As director of domestic policy studies at The Heritage Foundation, Jennifer A. Marshall oversees research in areas that determine the character of our culture: education, marriage, family, religion and civil society. Marshall heads the think tank’s Richard and Helen DeVos Center for Religion and Civil Society, where researchers examine the role that religion, family and community play in society and public policy. She also oversees FamilyFacts.org, an online source of easy-to-share charts, briefs, videos and reports on the latest social science research on family and religious practice. In 2010, National Journal named Marshall one of 20 “power players” in Washington for her work on school choice and other education reforms. Before joining Heritage in 2003, Marshall worked on cultural policy issues at Empower America, a free-market think tank. Before that, she was senior director of family studies at the Family Research Council and taught at an American school in Lyon, France.
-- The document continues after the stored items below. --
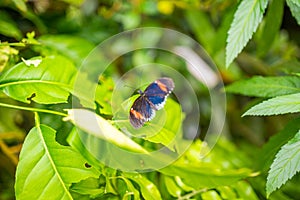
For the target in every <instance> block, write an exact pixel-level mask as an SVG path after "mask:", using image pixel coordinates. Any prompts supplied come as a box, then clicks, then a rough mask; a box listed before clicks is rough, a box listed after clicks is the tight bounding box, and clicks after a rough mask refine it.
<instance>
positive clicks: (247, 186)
mask: <svg viewBox="0 0 300 200" xmlns="http://www.w3.org/2000/svg"><path fill="white" fill-rule="evenodd" d="M232 187H233V188H234V189H235V190H236V192H237V195H238V196H239V198H241V199H247V200H258V199H259V198H258V197H257V195H256V194H255V191H254V190H253V188H252V187H251V185H250V184H249V183H248V182H247V181H238V182H237V183H235V184H233V185H232Z"/></svg>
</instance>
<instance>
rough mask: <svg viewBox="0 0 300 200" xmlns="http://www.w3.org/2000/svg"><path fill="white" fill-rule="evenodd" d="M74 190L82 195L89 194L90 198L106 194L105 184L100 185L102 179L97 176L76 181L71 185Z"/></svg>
mask: <svg viewBox="0 0 300 200" xmlns="http://www.w3.org/2000/svg"><path fill="white" fill-rule="evenodd" d="M70 190H71V191H72V192H76V193H79V194H81V195H88V196H89V197H90V198H95V197H98V196H101V195H102V194H104V191H105V188H104V186H100V180H99V179H97V178H88V179H85V180H82V181H80V182H79V183H75V184H73V185H72V186H71V187H70Z"/></svg>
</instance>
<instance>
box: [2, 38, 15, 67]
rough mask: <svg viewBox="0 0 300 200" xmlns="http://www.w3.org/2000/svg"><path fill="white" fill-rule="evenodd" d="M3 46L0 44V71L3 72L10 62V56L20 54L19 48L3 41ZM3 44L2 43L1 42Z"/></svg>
mask: <svg viewBox="0 0 300 200" xmlns="http://www.w3.org/2000/svg"><path fill="white" fill-rule="evenodd" d="M2 44H3V46H0V72H2V71H3V70H4V69H5V68H6V67H7V66H9V64H10V58H11V57H13V56H15V55H18V53H19V52H18V50H17V49H15V48H12V47H10V46H8V45H7V46H5V43H2ZM0 45H1V43H0Z"/></svg>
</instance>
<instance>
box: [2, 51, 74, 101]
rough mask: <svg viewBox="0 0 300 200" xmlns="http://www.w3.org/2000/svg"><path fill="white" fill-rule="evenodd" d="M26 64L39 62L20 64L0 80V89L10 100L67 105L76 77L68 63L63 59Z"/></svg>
mask: <svg viewBox="0 0 300 200" xmlns="http://www.w3.org/2000/svg"><path fill="white" fill-rule="evenodd" d="M27 61H32V62H41V63H40V64H39V65H38V66H36V67H34V66H32V65H30V66H28V65H26V63H24V62H21V63H19V64H17V65H15V66H14V67H12V68H11V69H9V70H8V71H6V72H5V73H4V74H2V75H1V77H0V88H3V90H4V92H5V94H7V95H8V96H10V97H11V98H13V99H16V100H19V101H22V102H25V103H30V101H31V100H33V101H35V102H37V103H41V104H53V103H63V102H67V99H68V96H69V91H70V90H71V89H72V87H71V86H72V84H73V79H74V77H75V75H76V73H77V70H76V68H75V67H74V65H73V64H72V62H71V61H69V60H68V59H66V58H64V57H62V56H49V57H46V58H41V57H35V58H32V59H30V60H27Z"/></svg>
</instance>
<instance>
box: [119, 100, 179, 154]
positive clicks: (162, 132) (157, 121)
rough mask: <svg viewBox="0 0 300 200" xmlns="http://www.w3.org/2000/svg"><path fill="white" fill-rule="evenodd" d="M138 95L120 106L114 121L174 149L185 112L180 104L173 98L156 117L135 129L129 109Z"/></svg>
mask: <svg viewBox="0 0 300 200" xmlns="http://www.w3.org/2000/svg"><path fill="white" fill-rule="evenodd" d="M137 97H138V95H134V96H133V97H131V98H129V99H128V100H126V101H125V102H123V103H122V105H121V106H120V110H119V111H118V112H117V113H116V114H115V115H114V121H115V122H116V124H117V125H118V127H119V128H120V129H126V130H127V131H128V132H130V133H132V134H133V135H135V136H141V137H142V138H143V139H145V140H147V141H150V142H153V143H161V144H163V145H164V146H166V147H168V148H169V149H170V150H173V151H174V148H175V146H176V145H177V144H176V141H175V138H176V135H181V132H182V131H181V123H182V120H183V113H182V111H181V107H180V105H179V104H178V103H177V102H175V101H174V100H172V99H171V98H168V99H167V102H166V104H165V106H164V108H163V109H162V110H159V111H156V115H155V117H154V119H152V120H151V121H150V122H147V123H145V125H144V126H143V127H141V128H139V129H135V128H133V127H132V125H131V124H130V122H129V109H130V106H131V105H132V104H133V102H134V100H135V99H136V98H137Z"/></svg>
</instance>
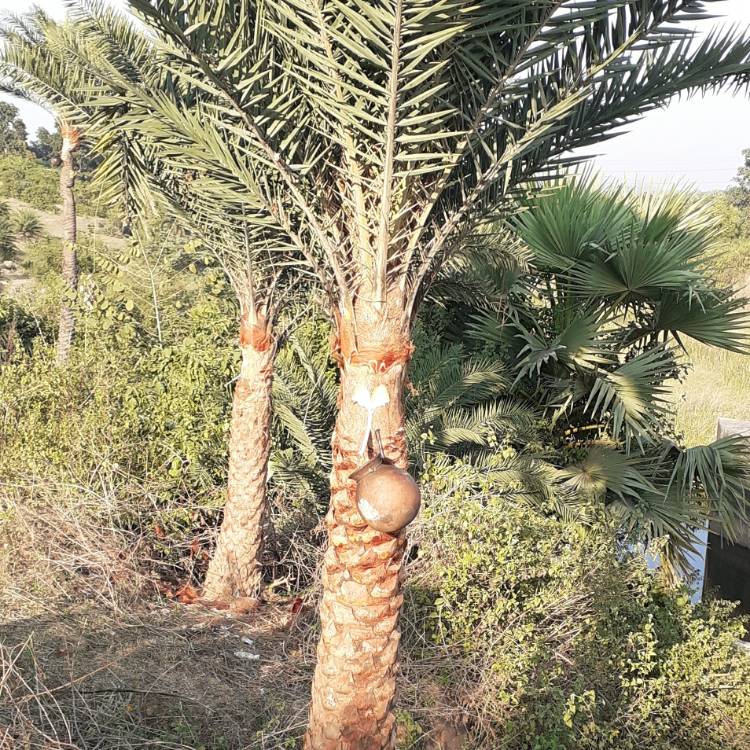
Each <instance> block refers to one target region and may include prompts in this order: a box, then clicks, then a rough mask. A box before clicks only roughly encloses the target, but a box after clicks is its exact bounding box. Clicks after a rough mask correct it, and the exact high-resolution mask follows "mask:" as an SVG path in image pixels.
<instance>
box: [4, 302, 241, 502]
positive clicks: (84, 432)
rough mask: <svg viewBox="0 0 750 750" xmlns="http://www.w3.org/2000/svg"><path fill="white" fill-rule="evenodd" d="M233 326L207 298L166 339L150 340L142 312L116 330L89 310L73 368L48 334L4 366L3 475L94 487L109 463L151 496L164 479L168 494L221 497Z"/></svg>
mask: <svg viewBox="0 0 750 750" xmlns="http://www.w3.org/2000/svg"><path fill="white" fill-rule="evenodd" d="M229 330H230V325H229V323H228V316H227V315H226V313H225V311H224V310H222V308H221V306H220V305H219V304H218V303H217V302H216V301H212V300H204V301H203V302H200V303H197V304H196V305H194V306H193V307H192V308H189V309H188V310H186V311H185V313H184V324H183V330H182V335H181V336H179V337H177V336H175V338H174V340H173V341H172V342H169V343H166V342H165V345H164V346H162V347H159V346H153V347H150V346H144V345H143V344H142V342H139V341H138V340H137V338H136V336H135V334H134V333H133V321H132V319H131V320H130V321H127V320H126V321H125V322H121V323H120V325H119V331H118V333H119V334H120V335H115V334H114V333H113V332H112V331H111V330H108V329H106V328H105V327H104V325H103V318H102V316H101V315H100V313H99V312H98V311H97V310H94V311H92V312H90V313H88V314H87V315H82V317H81V318H80V319H79V325H78V338H77V343H76V346H75V348H74V352H73V355H72V356H71V359H70V361H69V363H68V364H67V365H66V367H65V368H60V367H55V366H54V361H53V360H54V351H53V346H52V345H51V343H49V340H48V341H43V340H42V339H41V338H39V339H37V341H36V344H35V346H34V347H33V349H34V350H33V353H32V354H31V355H30V356H28V357H24V358H22V359H20V360H17V361H14V362H12V363H10V364H8V365H6V366H4V367H2V368H0V394H1V395H0V401H2V410H3V413H4V420H3V422H2V424H0V442H2V443H3V447H4V450H3V452H2V456H1V457H0V475H2V476H3V477H4V478H5V479H8V478H9V477H12V476H34V477H38V478H41V479H43V478H45V477H46V478H49V477H56V478H58V479H59V478H62V479H64V480H65V481H68V482H74V483H76V484H78V485H81V486H87V484H88V483H89V482H91V481H95V477H96V476H97V474H98V472H100V471H101V470H102V469H103V468H107V469H108V470H114V471H116V472H117V473H119V474H120V475H121V476H123V477H130V478H131V479H130V481H135V482H139V483H141V485H142V487H143V493H144V494H148V493H149V492H150V488H154V492H153V493H152V499H155V500H156V502H157V504H158V503H159V502H161V501H164V502H166V501H167V500H175V499H177V498H183V499H185V500H187V499H188V498H190V499H191V501H192V500H194V499H197V498H200V497H211V496H212V495H213V494H215V493H216V491H217V488H221V487H222V486H223V483H224V473H225V460H226V432H227V428H228V417H229V407H230V403H231V380H232V377H233V372H234V369H235V352H234V348H233V347H232V346H231V345H222V343H226V342H228V340H229V338H230V334H229ZM128 331H130V335H127V332H128ZM232 331H233V327H232ZM50 338H51V337H50ZM211 502H213V504H214V505H218V506H220V505H221V504H222V502H221V500H220V499H214V500H212V501H211ZM177 505H179V502H177Z"/></svg>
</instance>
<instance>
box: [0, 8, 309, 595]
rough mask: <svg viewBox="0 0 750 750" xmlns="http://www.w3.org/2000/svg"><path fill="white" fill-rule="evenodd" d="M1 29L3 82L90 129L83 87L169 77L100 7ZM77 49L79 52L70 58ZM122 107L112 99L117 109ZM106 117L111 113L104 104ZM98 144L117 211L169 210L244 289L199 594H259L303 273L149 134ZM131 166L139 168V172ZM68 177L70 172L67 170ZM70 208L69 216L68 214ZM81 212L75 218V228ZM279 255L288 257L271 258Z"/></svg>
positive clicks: (37, 10) (227, 276)
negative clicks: (301, 276)
mask: <svg viewBox="0 0 750 750" xmlns="http://www.w3.org/2000/svg"><path fill="white" fill-rule="evenodd" d="M2 34H3V37H4V39H5V47H4V50H3V53H2V57H1V58H0V73H1V74H2V75H3V79H4V82H5V86H6V88H8V89H10V90H12V91H13V92H14V93H15V94H17V95H20V96H24V97H26V98H30V99H33V100H35V101H37V102H40V103H42V104H44V105H45V106H47V107H48V108H50V109H52V110H53V111H54V112H56V114H57V115H58V117H60V118H66V120H70V121H72V122H75V123H76V124H77V126H78V128H79V129H84V130H85V131H86V132H88V133H91V134H93V133H94V132H95V129H94V125H95V123H94V114H99V115H101V109H96V108H92V106H91V104H90V103H89V102H88V100H87V95H85V94H84V93H83V92H85V91H88V92H89V95H90V94H91V91H92V90H96V91H97V92H99V94H100V95H101V96H105V95H106V94H110V95H112V96H114V94H116V93H117V92H120V91H122V90H123V87H125V88H127V87H128V86H131V85H135V84H136V83H137V82H138V81H139V80H141V76H144V75H153V76H155V77H159V76H161V75H162V71H159V70H158V69H156V68H155V67H154V66H153V65H152V49H151V44H150V42H149V41H148V39H147V38H146V37H145V36H144V35H143V34H142V33H140V31H139V30H138V29H136V28H135V27H134V26H133V25H132V24H131V23H130V22H128V20H127V19H125V18H123V17H121V16H120V15H118V14H117V13H115V12H112V11H111V10H110V9H108V8H106V7H104V6H99V5H92V6H90V7H86V8H81V9H80V12H79V14H78V16H77V17H76V18H74V19H72V21H70V22H68V23H64V24H58V23H56V22H55V21H53V20H52V19H50V18H49V17H47V16H46V15H45V14H44V13H43V12H41V11H38V10H37V11H34V12H33V13H31V14H28V15H26V16H17V17H12V18H11V19H9V20H8V22H6V24H5V26H4V27H3V29H2ZM91 40H95V42H96V43H97V44H104V47H101V46H99V47H97V46H96V45H95V44H92V43H91ZM107 40H109V42H112V40H115V41H114V43H108V41H107ZM72 50H75V54H70V51H72ZM146 71H149V73H148V74H147V73H146ZM110 102H112V98H110ZM119 103H120V102H119V100H116V99H115V100H114V104H115V105H118V104H119ZM118 115H119V116H122V115H123V111H122V110H120V111H118ZM107 116H114V115H113V114H112V112H109V111H108V114H107ZM96 132H99V131H96ZM98 148H99V150H100V151H101V152H102V154H103V155H104V158H103V160H102V163H101V165H100V166H99V168H98V179H99V181H100V183H101V184H102V185H103V186H104V188H105V190H104V191H103V197H104V198H105V199H110V200H111V201H112V202H114V203H116V204H118V205H119V206H122V204H123V200H125V202H126V204H127V205H126V207H127V210H128V214H129V216H130V217H131V219H134V220H138V219H139V217H147V216H150V215H152V213H153V212H154V211H155V210H159V211H161V212H162V213H166V214H171V215H172V216H173V217H175V218H176V219H177V220H178V221H179V222H180V223H181V224H182V225H183V226H184V227H185V228H186V229H187V231H188V232H190V233H192V235H193V236H195V237H198V238H199V240H200V241H201V243H202V244H203V245H204V246H205V247H206V249H208V250H209V251H211V252H213V253H214V254H215V255H216V257H217V258H218V260H219V262H220V263H221V265H222V267H223V269H224V271H225V273H226V275H227V277H228V280H229V282H230V284H231V286H232V288H233V289H234V291H235V293H236V295H237V300H238V306H239V311H240V315H239V328H240V332H239V343H240V349H241V354H242V359H241V362H242V364H241V368H240V373H239V376H238V378H237V380H236V383H235V388H234V395H233V403H232V418H231V427H230V439H229V472H228V482H227V496H228V497H227V502H226V504H225V507H224V518H223V522H222V526H221V531H220V534H219V536H218V540H217V547H216V550H215V552H214V554H213V556H212V558H211V560H210V563H209V567H208V571H207V575H206V580H205V582H204V586H203V595H204V597H205V598H206V599H208V600H212V601H221V602H225V603H226V602H231V601H232V600H235V599H237V598H248V597H256V596H258V594H259V592H260V590H261V586H262V567H261V559H262V542H263V516H264V513H265V508H266V480H267V466H268V456H269V450H270V424H271V410H272V399H271V397H272V380H273V364H274V360H275V357H276V354H277V349H278V338H277V336H276V334H275V323H276V320H277V317H278V314H279V311H280V308H281V307H282V304H283V303H284V302H285V301H287V299H288V297H287V296H286V295H288V294H289V293H290V292H292V291H293V290H294V288H295V286H296V284H297V282H298V280H299V277H298V275H296V274H295V272H294V262H293V258H294V250H293V248H290V247H288V245H287V244H286V239H285V236H283V235H280V234H279V233H278V232H274V230H273V228H270V229H266V228H263V227H259V226H257V225H254V224H253V223H252V222H251V221H248V220H247V214H248V213H249V212H252V211H253V207H252V205H251V204H250V203H248V202H247V201H245V200H244V199H243V198H242V196H239V200H238V201H237V204H236V206H235V207H234V212H233V214H232V213H230V211H229V210H227V211H226V212H224V213H223V214H222V216H221V217H220V220H219V221H215V220H214V217H213V216H211V215H210V214H207V213H206V212H205V211H204V210H202V207H201V205H200V204H199V202H198V201H196V196H195V193H194V191H192V190H191V189H190V186H191V184H193V183H194V181H195V179H196V173H195V171H194V170H193V169H192V168H191V169H185V170H182V171H181V172H179V171H177V170H175V169H172V170H167V169H165V168H163V166H162V165H161V163H160V160H159V156H158V153H157V152H156V151H155V150H154V149H153V148H148V147H147V146H146V144H145V140H143V141H139V140H137V139H130V140H128V139H127V138H126V137H123V133H121V132H114V131H110V132H107V133H106V134H105V135H104V136H103V137H101V138H100V140H99V143H98ZM133 162H137V164H138V169H133V168H132V166H131V165H132V163H133ZM62 174H63V175H64V176H65V175H68V177H69V176H70V174H69V172H68V171H66V169H65V168H63V172H62ZM66 179H67V178H66ZM66 184H67V183H66ZM68 187H69V188H70V186H68ZM65 215H66V219H67V218H70V213H69V212H66V214H65ZM74 218H75V216H74V214H73V229H74V228H75V226H74ZM70 247H73V246H72V245H71V246H70ZM73 257H74V256H73ZM279 257H283V258H284V263H281V264H279V263H277V262H276V260H277V259H278V258H279ZM290 258H291V259H292V262H290ZM74 265H75V264H74ZM70 321H72V312H71V311H70V310H69V309H68V308H67V307H66V308H65V309H64V310H63V322H64V323H65V325H66V328H65V330H66V331H71V330H72V328H70V326H68V323H69V322H70ZM61 325H62V324H61ZM61 330H62V328H61ZM65 340H66V341H68V339H67V338H66V339H65ZM61 341H62V339H61ZM60 351H62V348H61V349H60ZM66 351H67V350H66Z"/></svg>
Marshall collaborates with Heritage colleagues to explore how moral values and civil society relate to issues such as limited government, a strong national economy and foreign policy. One recent hallmark of her team’s efforts is “Indivisible,” a 2010 collection of essays in which prominent fiscal conservatives write on issues normally associated with social conservatives, and vice versa. Marshall contributes a regular column on issues of faith and family to the McClatchy-Tribune news wire, placing her perspective in dozens of the nation’s best newspapers and affiliated websites. She has spoken at national and international forums, testified before Congress and appeared on numerous radio and television shows, among them C-SPAN’s premier talk show, “Washington Journal,” and PBS’ “To the Contrary.” She is the author of “Now and Not Yet: Making Sense of Single Life in the Twenty-First Century” (Multnomah Publishers, 2007). The book evaluates the cultural, practical and spiritual issues that marriage-minded young women confront as the age of first marriage continues to rise in America. Marshall holds a master’s degree in statecraft and world politics from the Washington-based Institute of World Politics and a bachelor’s degree in French from Wheaton College in Wheaton, Ill., where she also earned teacher’s certification. She currently resides in Arlington, Va.